《保幼新編序》

經に曰く、十丈夫を醫するは寧(やす)し、一小兒を醫するは難(かた)し。夫れ小兒也。臓腑脆嫩(ぞうふぜいどん)氣血未だ定まらず、經絡脉息(けいらくみゃくそく)軟弱にして絲毫(しごう)の如し。易虚易實(えききょえきじつ)、乍冷乍熱(されいさねつ)、口は言うに能(あた)はず、證情手は、病處(びょうしょ)指(ゆびさ)す能はず。苟(いやし)くも、其の方を考えず。

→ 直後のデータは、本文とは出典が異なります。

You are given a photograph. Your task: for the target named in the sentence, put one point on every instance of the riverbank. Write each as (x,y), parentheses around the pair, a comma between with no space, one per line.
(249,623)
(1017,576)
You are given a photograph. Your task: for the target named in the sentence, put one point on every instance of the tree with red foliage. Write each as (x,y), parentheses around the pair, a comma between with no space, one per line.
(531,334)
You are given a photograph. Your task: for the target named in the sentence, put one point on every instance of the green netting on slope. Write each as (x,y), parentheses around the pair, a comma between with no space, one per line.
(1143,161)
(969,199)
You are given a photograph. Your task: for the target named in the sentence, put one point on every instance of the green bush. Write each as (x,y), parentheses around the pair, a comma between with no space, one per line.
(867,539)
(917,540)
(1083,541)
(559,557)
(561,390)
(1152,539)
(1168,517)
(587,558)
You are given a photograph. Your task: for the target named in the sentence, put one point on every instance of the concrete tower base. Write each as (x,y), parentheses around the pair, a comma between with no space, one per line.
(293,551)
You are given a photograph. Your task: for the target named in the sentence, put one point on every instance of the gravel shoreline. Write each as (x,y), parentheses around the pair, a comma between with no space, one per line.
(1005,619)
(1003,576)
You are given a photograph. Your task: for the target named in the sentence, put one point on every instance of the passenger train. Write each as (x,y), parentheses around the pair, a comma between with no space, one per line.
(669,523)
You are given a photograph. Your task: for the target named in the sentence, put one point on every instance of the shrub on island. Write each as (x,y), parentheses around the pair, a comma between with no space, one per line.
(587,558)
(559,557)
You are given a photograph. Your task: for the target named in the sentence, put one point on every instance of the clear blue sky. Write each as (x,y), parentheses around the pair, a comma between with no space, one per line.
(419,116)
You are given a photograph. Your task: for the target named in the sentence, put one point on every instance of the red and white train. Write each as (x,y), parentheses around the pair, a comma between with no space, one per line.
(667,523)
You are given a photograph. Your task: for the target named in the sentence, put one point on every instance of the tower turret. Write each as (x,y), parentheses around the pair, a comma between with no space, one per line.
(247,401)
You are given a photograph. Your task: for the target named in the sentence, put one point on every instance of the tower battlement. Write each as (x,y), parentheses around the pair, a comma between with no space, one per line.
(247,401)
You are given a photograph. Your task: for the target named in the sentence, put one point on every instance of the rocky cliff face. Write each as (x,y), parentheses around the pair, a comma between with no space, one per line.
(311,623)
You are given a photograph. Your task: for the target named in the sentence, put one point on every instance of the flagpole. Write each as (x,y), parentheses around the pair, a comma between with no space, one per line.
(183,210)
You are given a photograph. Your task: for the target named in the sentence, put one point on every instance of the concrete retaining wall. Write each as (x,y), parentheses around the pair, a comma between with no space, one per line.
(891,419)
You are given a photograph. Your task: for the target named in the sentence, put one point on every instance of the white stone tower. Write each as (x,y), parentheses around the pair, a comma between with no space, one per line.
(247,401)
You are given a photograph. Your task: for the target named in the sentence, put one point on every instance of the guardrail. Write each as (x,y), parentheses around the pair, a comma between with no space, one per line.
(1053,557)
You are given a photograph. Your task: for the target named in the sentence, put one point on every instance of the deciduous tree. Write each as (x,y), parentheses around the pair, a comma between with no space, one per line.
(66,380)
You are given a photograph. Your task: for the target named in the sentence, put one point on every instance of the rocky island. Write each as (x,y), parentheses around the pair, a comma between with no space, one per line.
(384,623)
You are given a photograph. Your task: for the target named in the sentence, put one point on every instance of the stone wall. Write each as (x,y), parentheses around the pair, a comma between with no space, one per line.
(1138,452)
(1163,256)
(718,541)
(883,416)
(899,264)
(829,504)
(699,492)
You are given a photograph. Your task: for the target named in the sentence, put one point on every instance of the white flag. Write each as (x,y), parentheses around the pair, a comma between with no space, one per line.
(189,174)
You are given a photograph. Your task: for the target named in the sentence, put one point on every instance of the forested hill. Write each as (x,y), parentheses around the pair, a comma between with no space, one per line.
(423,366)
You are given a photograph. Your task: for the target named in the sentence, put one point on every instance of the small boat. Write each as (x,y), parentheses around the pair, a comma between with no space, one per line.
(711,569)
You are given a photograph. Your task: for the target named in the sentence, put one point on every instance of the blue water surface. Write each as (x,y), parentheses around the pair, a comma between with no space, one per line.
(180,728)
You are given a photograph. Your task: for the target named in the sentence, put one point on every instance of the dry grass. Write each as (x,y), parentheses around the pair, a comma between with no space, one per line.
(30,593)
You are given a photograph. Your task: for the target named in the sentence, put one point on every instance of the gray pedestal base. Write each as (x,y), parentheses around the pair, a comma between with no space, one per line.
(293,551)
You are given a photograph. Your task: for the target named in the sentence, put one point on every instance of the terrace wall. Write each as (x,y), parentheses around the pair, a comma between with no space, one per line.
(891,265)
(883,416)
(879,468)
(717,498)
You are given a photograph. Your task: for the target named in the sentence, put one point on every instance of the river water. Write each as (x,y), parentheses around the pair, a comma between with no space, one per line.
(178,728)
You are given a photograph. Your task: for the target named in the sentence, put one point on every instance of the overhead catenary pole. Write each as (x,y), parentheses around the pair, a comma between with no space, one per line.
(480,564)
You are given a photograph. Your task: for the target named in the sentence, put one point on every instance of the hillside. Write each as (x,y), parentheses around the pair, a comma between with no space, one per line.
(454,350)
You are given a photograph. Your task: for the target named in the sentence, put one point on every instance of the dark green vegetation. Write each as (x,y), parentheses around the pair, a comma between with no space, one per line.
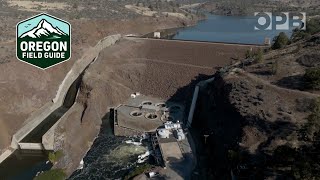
(312,128)
(54,174)
(257,55)
(313,27)
(55,156)
(280,41)
(312,78)
(138,170)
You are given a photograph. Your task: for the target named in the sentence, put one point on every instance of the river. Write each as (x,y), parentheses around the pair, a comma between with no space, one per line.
(109,156)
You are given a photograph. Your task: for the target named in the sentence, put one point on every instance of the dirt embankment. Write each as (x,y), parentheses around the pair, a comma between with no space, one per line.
(256,125)
(24,89)
(154,68)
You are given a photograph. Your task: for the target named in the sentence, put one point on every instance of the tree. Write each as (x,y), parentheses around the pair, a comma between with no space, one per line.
(280,41)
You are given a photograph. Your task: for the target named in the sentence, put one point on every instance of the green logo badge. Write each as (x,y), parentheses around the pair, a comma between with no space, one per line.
(43,41)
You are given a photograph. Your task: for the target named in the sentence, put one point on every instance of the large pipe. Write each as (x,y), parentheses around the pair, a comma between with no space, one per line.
(193,105)
(194,99)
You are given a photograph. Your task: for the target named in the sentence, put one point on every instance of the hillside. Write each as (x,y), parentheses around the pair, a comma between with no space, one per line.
(261,119)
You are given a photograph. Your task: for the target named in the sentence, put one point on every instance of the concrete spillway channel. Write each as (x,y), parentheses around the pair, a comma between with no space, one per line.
(42,122)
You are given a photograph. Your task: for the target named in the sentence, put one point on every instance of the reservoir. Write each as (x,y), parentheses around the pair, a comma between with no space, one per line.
(228,29)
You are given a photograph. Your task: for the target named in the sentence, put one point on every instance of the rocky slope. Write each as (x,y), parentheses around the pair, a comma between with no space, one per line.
(256,127)
(24,88)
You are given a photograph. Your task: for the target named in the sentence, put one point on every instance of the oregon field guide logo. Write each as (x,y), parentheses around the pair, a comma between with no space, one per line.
(43,41)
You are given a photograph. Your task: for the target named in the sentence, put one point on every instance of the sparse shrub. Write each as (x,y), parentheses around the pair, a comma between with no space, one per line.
(274,68)
(53,174)
(55,156)
(313,27)
(150,7)
(280,41)
(259,56)
(138,170)
(312,78)
(249,53)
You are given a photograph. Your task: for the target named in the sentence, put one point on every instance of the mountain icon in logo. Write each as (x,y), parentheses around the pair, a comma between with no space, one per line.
(43,41)
(45,30)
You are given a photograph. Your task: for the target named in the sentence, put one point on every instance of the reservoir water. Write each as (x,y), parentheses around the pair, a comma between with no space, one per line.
(228,29)
(109,156)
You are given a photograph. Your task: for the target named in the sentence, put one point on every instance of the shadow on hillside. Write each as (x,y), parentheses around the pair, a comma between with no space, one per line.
(291,82)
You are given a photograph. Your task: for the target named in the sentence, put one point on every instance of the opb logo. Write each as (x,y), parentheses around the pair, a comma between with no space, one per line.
(284,21)
(43,41)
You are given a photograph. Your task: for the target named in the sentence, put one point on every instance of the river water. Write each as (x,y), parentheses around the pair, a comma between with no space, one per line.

而して、先ず之を為す所、則ち當局者迷ひ、終(つい)に免(まぬが)れず、手を束ねて待ち盡(つ)くす。其れ、病愽(びょうはく)と為し、姑舎(こしゃ)に施す。是れ、自家之(の)荐(せん=しきむしろ)に兒(じ)の滅に遭う。心、常に之を痛む。昨年秋、浮屠(ふと=僧)正訓、袖に一冊子を示して、曰く、此れ、古(いにしへ)の皇明、成斯文、其の名号(原文は辺に)を逸する無忌先生撰ずる所、《保幼新編》也。論症制方、最も詳備に為す、而れども、世の醫之等、文、具わるも、爛紙に流傳するを視(み)る。久しく而して、漫滅(まんめつ)を恐るるを訓(おし)へ、瓶鉢(へいはつ)を蕩(はら)い、幸いにも先生之惠(めぐみ)の一(いつ)なる言、諸首を弁ずるを剞劂(きけつ)に付す。余、醫學に於(原文は手辺)いては、實に昧昧(まいまい)焉(たり)、以って、其の説の浅深を測(はか)ること有る能はず、重ねて衰え、病(やまひ)倥偬(こうそう)、歳(とし)を經て、遑(こう)ず。近く舊簏(きゅうろく)中閒(ちゅうかん)に於(原文は手辺)いて、其の所傳本を閲(けみ)す、蓋(けだ)し其の説の原は古經に於原文は手辺)き、新方を以って附し、刪繁撮要(さんはんさつよう)、浩博(こうはく)として難尋之患(なんじんのかん)無し。運氣を叅(さん)し、五行を化し、陰陽を察し、日時を看(なが)め、證(しょう)に對し輒(たちまち)に效(き)き、左契(さけつ)を持つが如し。今、廣(ひろ)く其の流布するを得て家蔵し、而して人、之を誦(しょう)ず。非學と雖(いへど)も、方を為す者、開巻瞭然(かいかんりょうぜん)。時に及んで投劑すれば、赤子、既に殊(しゅ)なるを俾(たす)けて、而して之を回甦(かいそ)し、共に慈航(じこう)に登(の)り、同(とも)に寿域に躋(のぼ)る。夫れ儒、之(これ)佛を斥け、其れを以って用功(ようこう=励む)す、於(ああ)虚無寂滅(きょぶじゃくめつ)して耳に止む。今、乃(なんじ)、瓶水枯淡(へいすいかったん)中に、此(かく)の竭心(けっしん)の力念有り、壽民之方(じゅみんのほう)に及ぶ。孰(たれ)が吾が儒之(これ)未だ能はざる所の者、浮屠(ふと=僧)氏を以って而(しこう)して之に能(あた)うを謂う乎(かな)。余、是に於いて、其れ之を見る之(これ)晩(おそ)しを益して痛み、而して僕僕(ぼくぼく)として愧(は)じ、而して叙す。